This exercise demonstrates how to solve the problems of enterprise data governance using Watson Knowledge Catalog on the Cloud Pak for Data platform. We'll explain how to use governance, data quality and active policy management in order to help your organization protect and govern sensitive data, trace data lineage and manage data lakes. This knowledge will help users quickly discover, curate, categorize and share data assets, data sets, analytical models and their relationships with other members of your organization. It serves as a single source of truth for data engineers, data stewards, data scientists and business analysts to gain self-service access to data they can trust.
This section is comprised of the following steps:
We need to find the right data and business information related to the Mortgage Default analysis project. You can use the global search to search across catalogs, projects and the business glossary to find all assets that you may be interested in.
Enter the words
mortgage in the global search area and press the enter key to start finding what you need. Place your cursor inside the global search area next to the word mortgage and press the enter key:
The search returns all data and information assets related to the search criteria across all catalogs, projects and governance artifacts. Scroll down through the list to take a closer look at what was found.
You can further refine your search results by using the filters supplied by type, tag, catalog, project etc.
First and foremost, we need to verify that all the data needed for the project has been cataloged and available to the project team to use. We can do this very easily by refining the search to only display mortgage data that exists across all catalogs.

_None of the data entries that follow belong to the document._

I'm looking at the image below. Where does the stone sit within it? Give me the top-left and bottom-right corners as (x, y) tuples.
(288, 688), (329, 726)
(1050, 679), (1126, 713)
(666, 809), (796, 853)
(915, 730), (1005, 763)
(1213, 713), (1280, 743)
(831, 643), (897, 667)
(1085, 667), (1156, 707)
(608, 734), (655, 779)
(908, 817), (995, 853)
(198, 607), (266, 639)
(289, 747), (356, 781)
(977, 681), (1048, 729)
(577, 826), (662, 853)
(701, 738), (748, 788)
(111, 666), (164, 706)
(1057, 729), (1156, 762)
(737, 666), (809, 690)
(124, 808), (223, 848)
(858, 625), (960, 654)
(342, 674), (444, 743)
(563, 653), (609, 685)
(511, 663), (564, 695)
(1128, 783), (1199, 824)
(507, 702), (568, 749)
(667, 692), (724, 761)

From the search drop down menu select
All governance artifacts.
All data assets across catalogs meeting the criteria are displayed. This is the data we are looking for.
The connection to the Analytics Data Warehouse and the 4 mortgage tables are what the project team requested; Mortgage Default, Applicant, Property and Customer are all in the Enterprise catalog.

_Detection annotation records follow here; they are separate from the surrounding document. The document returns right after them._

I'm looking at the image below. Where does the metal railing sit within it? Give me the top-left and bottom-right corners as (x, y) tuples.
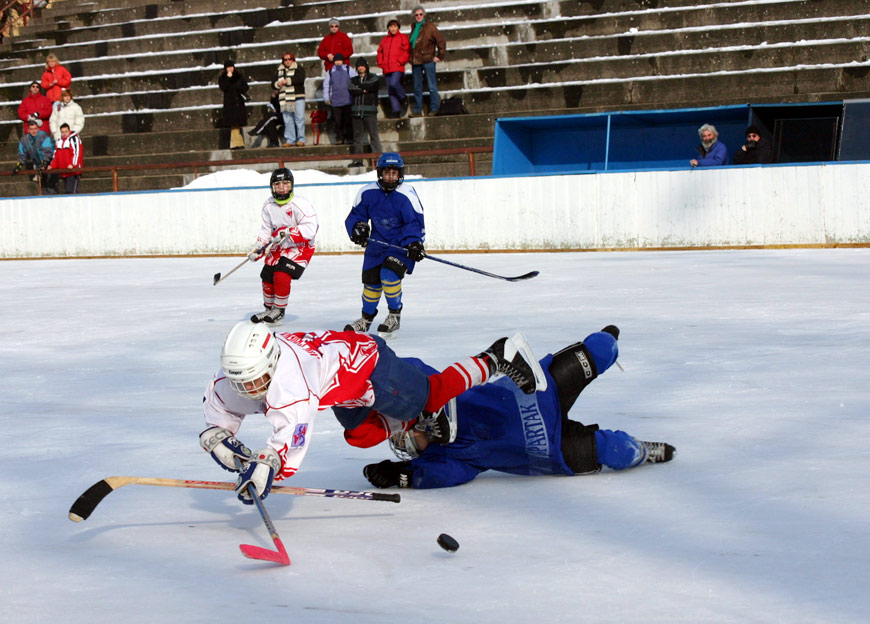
(0, 146), (492, 194)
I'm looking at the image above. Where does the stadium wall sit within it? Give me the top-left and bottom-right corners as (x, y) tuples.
(0, 163), (870, 259)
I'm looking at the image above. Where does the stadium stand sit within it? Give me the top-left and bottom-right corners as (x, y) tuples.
(0, 0), (870, 197)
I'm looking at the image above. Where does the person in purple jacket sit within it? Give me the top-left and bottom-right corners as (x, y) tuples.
(689, 124), (729, 167)
(363, 325), (676, 489)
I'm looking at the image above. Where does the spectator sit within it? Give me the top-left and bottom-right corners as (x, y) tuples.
(689, 124), (728, 167)
(218, 60), (250, 149)
(317, 18), (353, 73)
(12, 119), (54, 186)
(323, 52), (356, 145)
(272, 52), (305, 147)
(378, 20), (411, 119)
(350, 57), (381, 167)
(734, 126), (773, 165)
(408, 6), (447, 116)
(46, 123), (84, 195)
(42, 54), (72, 102)
(251, 94), (284, 147)
(48, 89), (85, 143)
(18, 80), (51, 134)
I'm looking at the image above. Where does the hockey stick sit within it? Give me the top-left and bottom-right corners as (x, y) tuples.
(233, 457), (290, 565)
(213, 231), (287, 286)
(69, 477), (402, 522)
(368, 238), (540, 282)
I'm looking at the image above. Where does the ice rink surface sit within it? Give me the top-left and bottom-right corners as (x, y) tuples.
(0, 249), (870, 624)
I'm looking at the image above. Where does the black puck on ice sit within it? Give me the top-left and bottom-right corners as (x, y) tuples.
(438, 533), (459, 552)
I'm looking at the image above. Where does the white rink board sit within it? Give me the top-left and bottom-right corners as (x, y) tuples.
(0, 163), (870, 258)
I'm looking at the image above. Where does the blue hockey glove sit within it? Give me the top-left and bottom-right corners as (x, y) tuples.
(236, 446), (281, 505)
(350, 221), (372, 247)
(405, 241), (426, 262)
(199, 427), (251, 472)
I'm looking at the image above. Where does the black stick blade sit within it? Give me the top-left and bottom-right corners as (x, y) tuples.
(69, 479), (114, 522)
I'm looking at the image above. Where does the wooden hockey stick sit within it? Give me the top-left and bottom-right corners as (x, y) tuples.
(69, 477), (402, 522)
(368, 238), (540, 282)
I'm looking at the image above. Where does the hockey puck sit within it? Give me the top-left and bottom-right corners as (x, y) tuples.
(438, 533), (459, 552)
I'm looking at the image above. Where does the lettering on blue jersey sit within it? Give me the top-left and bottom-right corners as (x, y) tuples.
(290, 423), (308, 447)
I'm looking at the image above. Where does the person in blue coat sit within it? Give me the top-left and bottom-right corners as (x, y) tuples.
(363, 325), (676, 489)
(344, 152), (426, 336)
(689, 124), (730, 167)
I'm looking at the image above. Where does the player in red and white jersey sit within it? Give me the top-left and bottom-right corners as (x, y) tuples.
(200, 322), (535, 504)
(248, 167), (320, 325)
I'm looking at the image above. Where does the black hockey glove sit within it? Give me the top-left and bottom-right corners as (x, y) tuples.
(363, 459), (414, 488)
(350, 221), (372, 247)
(405, 241), (426, 262)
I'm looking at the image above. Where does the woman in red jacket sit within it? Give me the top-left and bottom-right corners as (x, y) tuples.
(378, 20), (411, 119)
(42, 54), (72, 102)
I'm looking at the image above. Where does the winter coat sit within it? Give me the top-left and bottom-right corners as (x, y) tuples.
(18, 93), (51, 134)
(51, 132), (84, 178)
(734, 137), (773, 165)
(42, 63), (72, 102)
(323, 65), (356, 106)
(272, 61), (305, 112)
(18, 130), (54, 169)
(695, 141), (728, 167)
(378, 33), (411, 74)
(350, 73), (379, 117)
(411, 21), (447, 65)
(48, 100), (85, 143)
(218, 69), (248, 128)
(317, 30), (353, 72)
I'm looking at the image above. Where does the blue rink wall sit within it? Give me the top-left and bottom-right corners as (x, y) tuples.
(0, 163), (870, 258)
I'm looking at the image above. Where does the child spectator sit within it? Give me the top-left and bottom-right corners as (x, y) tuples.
(350, 57), (381, 167)
(18, 80), (51, 133)
(323, 52), (356, 145)
(42, 54), (72, 102)
(378, 20), (411, 119)
(48, 89), (85, 143)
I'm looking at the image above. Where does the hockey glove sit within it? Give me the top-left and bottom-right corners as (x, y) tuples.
(350, 221), (372, 247)
(236, 446), (281, 505)
(405, 241), (426, 262)
(199, 427), (251, 472)
(363, 459), (414, 488)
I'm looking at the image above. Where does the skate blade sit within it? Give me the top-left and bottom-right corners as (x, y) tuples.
(511, 332), (547, 392)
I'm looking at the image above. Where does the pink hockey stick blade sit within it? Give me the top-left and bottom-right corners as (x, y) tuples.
(239, 539), (290, 565)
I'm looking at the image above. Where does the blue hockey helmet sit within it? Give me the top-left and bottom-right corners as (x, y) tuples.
(377, 152), (405, 191)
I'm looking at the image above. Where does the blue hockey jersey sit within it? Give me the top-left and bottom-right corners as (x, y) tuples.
(344, 182), (426, 273)
(410, 355), (574, 489)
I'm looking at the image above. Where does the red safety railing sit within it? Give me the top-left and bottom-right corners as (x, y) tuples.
(0, 146), (492, 194)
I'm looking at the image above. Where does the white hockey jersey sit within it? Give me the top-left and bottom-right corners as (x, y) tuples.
(257, 193), (320, 267)
(203, 331), (378, 480)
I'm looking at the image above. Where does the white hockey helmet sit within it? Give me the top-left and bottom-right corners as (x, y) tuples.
(221, 321), (281, 399)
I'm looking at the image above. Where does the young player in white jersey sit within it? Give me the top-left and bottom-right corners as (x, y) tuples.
(200, 321), (543, 504)
(248, 167), (320, 325)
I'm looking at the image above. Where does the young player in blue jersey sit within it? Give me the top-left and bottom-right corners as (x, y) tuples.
(363, 325), (675, 489)
(344, 152), (426, 335)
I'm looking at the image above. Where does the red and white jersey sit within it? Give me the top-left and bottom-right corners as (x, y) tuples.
(203, 331), (378, 480)
(257, 193), (320, 267)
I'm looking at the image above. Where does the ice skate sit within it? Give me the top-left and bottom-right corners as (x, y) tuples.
(414, 399), (457, 446)
(477, 334), (547, 394)
(641, 440), (677, 464)
(378, 308), (402, 338)
(344, 312), (375, 332)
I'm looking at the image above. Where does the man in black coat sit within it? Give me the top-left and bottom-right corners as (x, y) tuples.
(734, 126), (773, 165)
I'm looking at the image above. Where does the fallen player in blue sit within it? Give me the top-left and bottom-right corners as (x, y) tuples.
(363, 325), (675, 489)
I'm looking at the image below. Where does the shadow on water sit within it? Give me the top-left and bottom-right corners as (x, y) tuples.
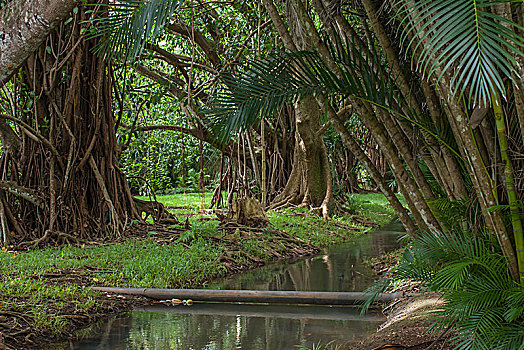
(57, 222), (403, 350)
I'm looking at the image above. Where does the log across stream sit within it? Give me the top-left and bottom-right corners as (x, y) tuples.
(93, 287), (402, 305)
(52, 222), (403, 350)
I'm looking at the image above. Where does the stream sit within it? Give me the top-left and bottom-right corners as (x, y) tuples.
(56, 221), (404, 350)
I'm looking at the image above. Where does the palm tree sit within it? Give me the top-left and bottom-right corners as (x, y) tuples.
(210, 0), (524, 278)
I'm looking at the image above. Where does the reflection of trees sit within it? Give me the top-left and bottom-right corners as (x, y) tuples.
(71, 223), (404, 350)
(77, 312), (378, 350)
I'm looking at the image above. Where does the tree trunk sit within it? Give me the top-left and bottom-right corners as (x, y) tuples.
(0, 0), (78, 85)
(271, 97), (332, 216)
(0, 5), (139, 246)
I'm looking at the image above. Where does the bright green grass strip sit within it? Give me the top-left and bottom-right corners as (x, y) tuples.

However, before we proceed to the catalog we need to also find all the business information related to the project to review the terms and content of the data and identify if there are any policies and rules set by the business that the project team needs to be aware of and adhere to.
From the search drop down menu select
Notice that the governance team has been hard at work and has defined 25 business terms related to the mortgage data the project will be using. Also notice that they are tagged with the key word Mortgage to easily find them
Scroll down the list of business terms to view them all.
Note that the Email Address, Phone Number and Social Security Number have all been tagged as Sensitive information.
Click on the Clear all button to get ready for the next search task.
Click on the Any type filter and select the Category type from the list to refine the results.
Notice that there is a Mortgage Default Analysis category defined that contains all the business information related to the project and a category named Sensitive Information that is a subcategory. This is a good indication that the mortgage data being used by the project contains sensitive information that needs to be protected.
The best data is data that is fully understood and trusted.
You can be confident in your data when you know where it comes from, that it complies to a set of policies and rules that address data privacy regulations and that it is clean and conforms to data quality policies, rules and standards, and that others have used it and trust it and are willing to share that information, to ensure you can produce meaningful and accurate analytical and AI results that will benefit better business outcomes.
In this section you will use the Business glossary to gain a deeper understanding of the business terminology defined by the data steward and the governance team responsible for establishing policies and rules to govern and protect the data. Since we see that there is an indication of sensitive information Let’s take a closer look at the Sensitive Information category content.
Click on the Sensitive Information category from the list.
The description clearly states that this subcategory contains references to business terms that relate to data that will be used by the project team that need to be governed by data protection rules. Let’s get more information on the Social Security Number.
In the global search area, enter the words
social security number and press the enter key.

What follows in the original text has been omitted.